Depuis l’adhésion du Cameroun au Processus de Kimberley en 2011, plus de 14 000 carats de diamant d’une valeur de 4 milliards de F ont été exportés, avec une contribution à titre de recettes de plus de 400 millions de F dans les caisses de l’Etat. L’annonce a été faite le 27 décembre dernier par le secrétaire national permanent du processus de Kimberley, Daniel Mackaire Eloung Nna. Par ailleurs, le secrétariat national permanent du processus de Kimberley (SNPPK) a délivré sept certificats au cours de l’année dernière. Ce qui a permis d’exporter 594,82 carats ayant généré un flux financier de 42,8 millions de F. En marge de la session annuelle du comité de pilotage du secrétariat permanent, il a été également révélé que les activités menées en 2019 ont permis de tracer la production de 1595,80 carats de diamant. Cette production provenait de 16 bassins de production répartis dans les arrondissements d’Ouli, Kétté, Batouri, Kentzou et Yokadouma, dans la région de l’Est. Quant à la production nationale, elle est d’environ 5000 carats par an. « Mais, cette production peut être augmentée si on procède à un maillage beaucoup plus serré sur tous les chantiers afin de contrôler au moins 90% du territoire.
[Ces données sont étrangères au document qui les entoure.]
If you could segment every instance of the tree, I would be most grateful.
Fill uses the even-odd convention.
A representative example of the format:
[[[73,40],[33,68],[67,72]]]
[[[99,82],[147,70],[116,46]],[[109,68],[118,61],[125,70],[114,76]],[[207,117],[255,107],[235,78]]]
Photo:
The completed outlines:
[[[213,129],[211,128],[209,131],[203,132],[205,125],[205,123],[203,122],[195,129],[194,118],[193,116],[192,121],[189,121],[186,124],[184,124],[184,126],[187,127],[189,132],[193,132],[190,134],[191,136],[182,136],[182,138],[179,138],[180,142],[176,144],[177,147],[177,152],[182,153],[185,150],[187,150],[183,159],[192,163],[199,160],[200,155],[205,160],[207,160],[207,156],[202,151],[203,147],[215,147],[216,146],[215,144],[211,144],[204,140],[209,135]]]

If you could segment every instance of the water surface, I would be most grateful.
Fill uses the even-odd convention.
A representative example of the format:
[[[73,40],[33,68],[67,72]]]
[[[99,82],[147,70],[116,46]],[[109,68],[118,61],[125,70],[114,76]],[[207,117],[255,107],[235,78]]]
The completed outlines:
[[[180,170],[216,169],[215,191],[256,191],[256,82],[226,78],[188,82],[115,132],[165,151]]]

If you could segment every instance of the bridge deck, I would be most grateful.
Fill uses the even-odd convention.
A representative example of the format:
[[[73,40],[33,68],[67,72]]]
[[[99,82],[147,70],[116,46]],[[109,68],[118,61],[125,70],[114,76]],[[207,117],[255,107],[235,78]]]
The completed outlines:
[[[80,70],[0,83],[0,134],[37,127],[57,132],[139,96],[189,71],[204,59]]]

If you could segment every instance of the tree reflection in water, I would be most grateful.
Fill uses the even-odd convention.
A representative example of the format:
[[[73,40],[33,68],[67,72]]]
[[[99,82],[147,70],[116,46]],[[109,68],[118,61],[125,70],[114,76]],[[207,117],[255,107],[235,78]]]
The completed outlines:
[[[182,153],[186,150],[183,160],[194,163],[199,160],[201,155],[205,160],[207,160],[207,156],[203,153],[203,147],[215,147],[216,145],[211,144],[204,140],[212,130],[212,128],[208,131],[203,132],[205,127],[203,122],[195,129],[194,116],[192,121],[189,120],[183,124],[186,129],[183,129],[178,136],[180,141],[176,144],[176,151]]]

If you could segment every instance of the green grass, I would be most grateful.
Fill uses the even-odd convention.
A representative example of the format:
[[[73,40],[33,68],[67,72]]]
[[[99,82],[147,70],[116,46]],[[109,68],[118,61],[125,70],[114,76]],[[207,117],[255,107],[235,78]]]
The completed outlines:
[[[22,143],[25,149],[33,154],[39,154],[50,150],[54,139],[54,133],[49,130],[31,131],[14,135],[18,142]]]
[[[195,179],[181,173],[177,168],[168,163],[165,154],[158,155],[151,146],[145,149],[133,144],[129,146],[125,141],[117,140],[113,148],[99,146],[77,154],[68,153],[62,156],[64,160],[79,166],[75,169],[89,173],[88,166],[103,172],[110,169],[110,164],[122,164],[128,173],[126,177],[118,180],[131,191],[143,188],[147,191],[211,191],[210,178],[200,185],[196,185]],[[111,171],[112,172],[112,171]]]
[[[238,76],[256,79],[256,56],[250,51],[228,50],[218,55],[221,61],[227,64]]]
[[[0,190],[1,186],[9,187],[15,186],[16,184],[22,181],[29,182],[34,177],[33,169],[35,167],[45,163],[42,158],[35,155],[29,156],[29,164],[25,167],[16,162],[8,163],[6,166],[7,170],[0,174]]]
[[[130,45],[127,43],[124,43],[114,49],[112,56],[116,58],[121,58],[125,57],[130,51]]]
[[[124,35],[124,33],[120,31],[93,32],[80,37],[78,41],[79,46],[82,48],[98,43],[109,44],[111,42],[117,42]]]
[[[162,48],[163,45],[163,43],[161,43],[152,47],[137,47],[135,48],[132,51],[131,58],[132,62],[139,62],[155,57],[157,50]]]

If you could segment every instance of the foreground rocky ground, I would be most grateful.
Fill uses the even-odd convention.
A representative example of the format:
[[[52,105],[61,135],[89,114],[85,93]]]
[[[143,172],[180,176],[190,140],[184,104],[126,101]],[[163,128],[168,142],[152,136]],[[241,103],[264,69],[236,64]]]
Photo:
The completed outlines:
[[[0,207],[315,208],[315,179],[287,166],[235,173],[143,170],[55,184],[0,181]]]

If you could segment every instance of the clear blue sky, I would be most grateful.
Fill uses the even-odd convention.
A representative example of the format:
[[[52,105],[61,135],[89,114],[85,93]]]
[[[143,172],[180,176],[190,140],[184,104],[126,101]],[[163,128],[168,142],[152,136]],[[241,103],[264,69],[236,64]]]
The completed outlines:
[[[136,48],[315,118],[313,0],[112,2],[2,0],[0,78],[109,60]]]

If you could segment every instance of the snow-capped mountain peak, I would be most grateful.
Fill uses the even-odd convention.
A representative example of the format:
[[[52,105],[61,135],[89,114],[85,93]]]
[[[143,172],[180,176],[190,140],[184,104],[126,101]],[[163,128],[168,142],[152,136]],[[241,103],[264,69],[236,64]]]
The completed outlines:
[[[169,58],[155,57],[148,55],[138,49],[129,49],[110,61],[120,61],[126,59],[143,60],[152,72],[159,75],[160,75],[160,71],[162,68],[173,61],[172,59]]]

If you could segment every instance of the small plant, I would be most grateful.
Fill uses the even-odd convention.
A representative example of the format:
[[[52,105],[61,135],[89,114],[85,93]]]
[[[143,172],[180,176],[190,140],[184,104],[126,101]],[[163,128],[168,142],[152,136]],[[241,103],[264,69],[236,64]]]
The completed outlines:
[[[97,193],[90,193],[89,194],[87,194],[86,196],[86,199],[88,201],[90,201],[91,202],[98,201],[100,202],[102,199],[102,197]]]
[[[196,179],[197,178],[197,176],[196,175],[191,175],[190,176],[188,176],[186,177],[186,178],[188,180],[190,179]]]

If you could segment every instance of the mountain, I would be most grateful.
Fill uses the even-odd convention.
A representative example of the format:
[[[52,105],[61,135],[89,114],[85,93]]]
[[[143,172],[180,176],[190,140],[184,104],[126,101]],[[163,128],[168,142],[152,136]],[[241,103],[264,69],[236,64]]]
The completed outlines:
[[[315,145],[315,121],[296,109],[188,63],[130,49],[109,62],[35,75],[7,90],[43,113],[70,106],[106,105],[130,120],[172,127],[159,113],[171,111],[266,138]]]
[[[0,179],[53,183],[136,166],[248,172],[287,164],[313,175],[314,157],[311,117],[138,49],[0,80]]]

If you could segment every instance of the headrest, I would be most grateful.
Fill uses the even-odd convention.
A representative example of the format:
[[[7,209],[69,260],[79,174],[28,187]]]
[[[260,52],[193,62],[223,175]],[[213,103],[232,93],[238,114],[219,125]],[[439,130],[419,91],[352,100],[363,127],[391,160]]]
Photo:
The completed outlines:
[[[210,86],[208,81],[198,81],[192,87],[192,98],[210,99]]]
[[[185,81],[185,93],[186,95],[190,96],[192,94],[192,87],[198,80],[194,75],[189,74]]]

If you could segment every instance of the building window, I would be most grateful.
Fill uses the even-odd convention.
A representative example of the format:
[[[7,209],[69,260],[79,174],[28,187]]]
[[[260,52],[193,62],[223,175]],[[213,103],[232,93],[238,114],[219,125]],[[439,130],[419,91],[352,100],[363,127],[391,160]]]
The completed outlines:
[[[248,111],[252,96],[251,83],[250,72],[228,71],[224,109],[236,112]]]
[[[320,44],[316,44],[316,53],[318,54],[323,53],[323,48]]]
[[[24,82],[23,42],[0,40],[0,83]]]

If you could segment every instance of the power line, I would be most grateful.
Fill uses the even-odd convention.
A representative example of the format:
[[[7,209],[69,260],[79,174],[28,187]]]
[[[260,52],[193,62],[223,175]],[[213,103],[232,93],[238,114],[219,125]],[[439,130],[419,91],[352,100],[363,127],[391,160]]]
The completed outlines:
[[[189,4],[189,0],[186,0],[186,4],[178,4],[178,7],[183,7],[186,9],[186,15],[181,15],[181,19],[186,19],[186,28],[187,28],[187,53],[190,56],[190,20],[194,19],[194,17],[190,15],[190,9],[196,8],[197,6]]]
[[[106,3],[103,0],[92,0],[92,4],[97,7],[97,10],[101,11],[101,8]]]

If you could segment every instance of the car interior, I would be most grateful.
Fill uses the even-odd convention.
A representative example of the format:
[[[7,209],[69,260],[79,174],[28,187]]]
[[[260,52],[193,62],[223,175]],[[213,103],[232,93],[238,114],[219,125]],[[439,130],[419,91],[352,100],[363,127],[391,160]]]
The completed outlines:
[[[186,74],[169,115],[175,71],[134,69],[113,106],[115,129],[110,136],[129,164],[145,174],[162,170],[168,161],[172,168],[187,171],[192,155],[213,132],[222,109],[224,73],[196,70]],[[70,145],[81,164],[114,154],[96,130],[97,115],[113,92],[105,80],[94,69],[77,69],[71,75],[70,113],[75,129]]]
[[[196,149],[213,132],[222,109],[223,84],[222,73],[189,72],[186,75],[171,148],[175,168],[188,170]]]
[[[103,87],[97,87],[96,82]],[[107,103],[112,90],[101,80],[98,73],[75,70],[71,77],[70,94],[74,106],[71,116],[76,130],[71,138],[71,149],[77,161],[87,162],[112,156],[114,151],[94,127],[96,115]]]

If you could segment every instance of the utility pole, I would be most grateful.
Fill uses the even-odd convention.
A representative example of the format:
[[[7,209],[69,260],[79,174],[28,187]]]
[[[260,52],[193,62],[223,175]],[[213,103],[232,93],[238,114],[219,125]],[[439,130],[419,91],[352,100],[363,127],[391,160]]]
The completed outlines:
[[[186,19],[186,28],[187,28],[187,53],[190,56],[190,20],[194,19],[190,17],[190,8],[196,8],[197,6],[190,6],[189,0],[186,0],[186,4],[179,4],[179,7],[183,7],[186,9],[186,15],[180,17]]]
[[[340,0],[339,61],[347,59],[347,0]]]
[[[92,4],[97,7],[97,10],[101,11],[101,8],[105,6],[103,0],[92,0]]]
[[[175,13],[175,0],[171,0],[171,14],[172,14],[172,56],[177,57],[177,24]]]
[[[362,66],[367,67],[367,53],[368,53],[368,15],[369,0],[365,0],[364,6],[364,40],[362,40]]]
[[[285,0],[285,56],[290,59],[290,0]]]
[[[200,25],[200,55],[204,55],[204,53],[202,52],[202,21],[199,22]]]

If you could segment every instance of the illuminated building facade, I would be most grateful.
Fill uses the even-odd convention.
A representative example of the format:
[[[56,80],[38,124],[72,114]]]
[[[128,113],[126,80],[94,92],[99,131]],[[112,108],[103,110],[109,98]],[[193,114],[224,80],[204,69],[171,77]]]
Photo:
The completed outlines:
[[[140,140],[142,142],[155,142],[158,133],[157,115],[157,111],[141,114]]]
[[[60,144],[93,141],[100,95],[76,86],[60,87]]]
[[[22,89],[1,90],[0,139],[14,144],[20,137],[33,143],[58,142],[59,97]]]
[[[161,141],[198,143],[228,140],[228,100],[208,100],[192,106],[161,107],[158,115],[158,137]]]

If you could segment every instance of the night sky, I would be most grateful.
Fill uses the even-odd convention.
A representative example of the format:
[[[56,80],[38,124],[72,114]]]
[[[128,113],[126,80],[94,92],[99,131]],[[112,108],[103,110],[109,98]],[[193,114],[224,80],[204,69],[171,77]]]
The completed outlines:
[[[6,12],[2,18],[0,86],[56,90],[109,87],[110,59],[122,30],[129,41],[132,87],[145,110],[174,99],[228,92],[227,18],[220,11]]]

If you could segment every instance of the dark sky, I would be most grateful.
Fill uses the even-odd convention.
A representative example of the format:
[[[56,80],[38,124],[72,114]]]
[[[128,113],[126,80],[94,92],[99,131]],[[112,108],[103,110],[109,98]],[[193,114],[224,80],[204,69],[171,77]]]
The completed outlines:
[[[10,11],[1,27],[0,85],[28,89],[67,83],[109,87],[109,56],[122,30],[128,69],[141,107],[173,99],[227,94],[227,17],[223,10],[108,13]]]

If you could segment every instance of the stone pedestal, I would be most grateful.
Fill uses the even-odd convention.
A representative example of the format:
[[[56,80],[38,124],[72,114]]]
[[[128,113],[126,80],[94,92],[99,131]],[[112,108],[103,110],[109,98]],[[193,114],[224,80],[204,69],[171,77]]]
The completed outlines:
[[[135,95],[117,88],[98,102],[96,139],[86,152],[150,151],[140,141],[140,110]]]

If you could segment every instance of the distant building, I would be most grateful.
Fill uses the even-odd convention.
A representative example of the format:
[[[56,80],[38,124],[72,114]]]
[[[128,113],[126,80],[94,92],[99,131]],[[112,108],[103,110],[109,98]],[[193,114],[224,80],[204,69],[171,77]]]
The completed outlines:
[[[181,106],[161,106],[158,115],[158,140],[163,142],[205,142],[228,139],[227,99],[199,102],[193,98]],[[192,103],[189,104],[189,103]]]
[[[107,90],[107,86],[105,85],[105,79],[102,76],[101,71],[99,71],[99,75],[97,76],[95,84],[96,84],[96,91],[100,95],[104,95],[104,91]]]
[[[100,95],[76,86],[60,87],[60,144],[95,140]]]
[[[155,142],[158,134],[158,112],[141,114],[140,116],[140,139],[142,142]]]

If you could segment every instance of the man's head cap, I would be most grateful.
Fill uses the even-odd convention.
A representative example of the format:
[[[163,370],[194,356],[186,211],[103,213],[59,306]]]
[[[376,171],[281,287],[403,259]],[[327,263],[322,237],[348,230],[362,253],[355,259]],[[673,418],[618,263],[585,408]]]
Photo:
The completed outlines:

L’exploitation artisanale est la preuve de l’existence de la ressource », a confié Daniel Mackaire Eloung Nna. La feuille de route de cette année prévoit la réalisation d’une cartographie détaillée des sites de production potentiels, afin de mieux maîtriser la production. L’accent sera aussi mis sur la formalisation de la chaîne de production et de commercialisation des artisans miniers et des collecteurs. A ce titre, le SNPPK sollicite un montant de deux milliards de F. En perspective, il y a le projet de création d’une unité pour tailler, c’est-à-dire traiter et transformer le diamant. « C’est un projet porteur pour notre économie. Il faudrait qu’à terme, on parvienne à un niveau d’exploitation suffisant pour soutenir la mise en place d’une unité de ce genre. Nous travaillons là-dessus, mais ce n’est pas à court terme », a indiqué le ministre de l’Industrie, des Mines et du Développement technologique (MINMIDT), Gabriel Dodo Ndoke, par ailleurs président du comité de pilotage du processus de Kimberley-Cameroun.